Mittel der Wahl bei einer behandlungsbedürftigen Streptokokkeninfektion ist gemäss den aktuellen Leitlinien Penicillin V. Oft werden 7 Tage als ausreichend angesehen, wenn eine Streptokokken-Pharyngitis wiederholt auftritt, kann auf 10 Tage verlängert werden und dann wären auch Mittel mit Amoxicillin / Clavulansäure möglich. Allerdings wird kritisiert, dass Amoxicillin / Clavulansäure ein unnötig breites Wirkungsspektrum haben ( Antibiotische Behandlung der Streptokokkenangina (a-t 2006; 37: 25-27) ), d.h. es können auch nützliche Bakterien beseitigt werden, sonstige Erreger können die Chance zur Ausbreitung nutzen und man kann langfristig Resistenzen begünstigen.

"Hausarzt der Meinung,dass 7 Tage reichen und meinte dass das auch die gängige Empfehlung wäre."
korrekt. Ausser, es gibt klare Belege für wiederholte Streptokokken-Erkrankungen, das ein Patient mehrfach über Halsschmerzen klagte, ist aber nicht mit einem Beleg gleichzusetzen.

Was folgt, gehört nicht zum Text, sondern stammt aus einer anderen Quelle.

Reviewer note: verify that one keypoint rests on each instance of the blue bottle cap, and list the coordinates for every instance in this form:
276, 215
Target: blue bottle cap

"Ich habe das Antibiotikum 10 Tage lang genommen"
kann man so machen, der Nutzen ist zwar nicht sicher, normalerweise ist aber auch kein schädlicher Effekt zu erwarten.

"wobei eine Einnahme fehlte (1000mg).Ist das ein Problem für Resistenzen,Spätfolgen,usw?"
nein, da Ihre Schilderung ohnehin nicht zu einem Fall mit einem Bedarf für das verlängerte Behandlungsschema passt, spielen derartige Einnahmeabweichungen normalerweise keine Rolle. Resistenzen entwickeln sich nicht in der Einzelperson, sondern über lange Zeit (viele Jahre bzw. Jahrzehnte) in der Bevölkerung, wenn sehr häufig Antibiotika verordnet werden.

Haben wir Ihnen geholfen? Dann empfehlen Sie uns bitte weiter:
  • twitter
  • facebook
  • facebook

Beste Grüsse und Alles Gute, halten Sie uns auf dem Laufenden

Ihr Cyberdoktor-Team

Antwort schreiben

Re: Antibiotikaeinnahme bei Streptokokken (Abstrich positiv und Halsschmerzen)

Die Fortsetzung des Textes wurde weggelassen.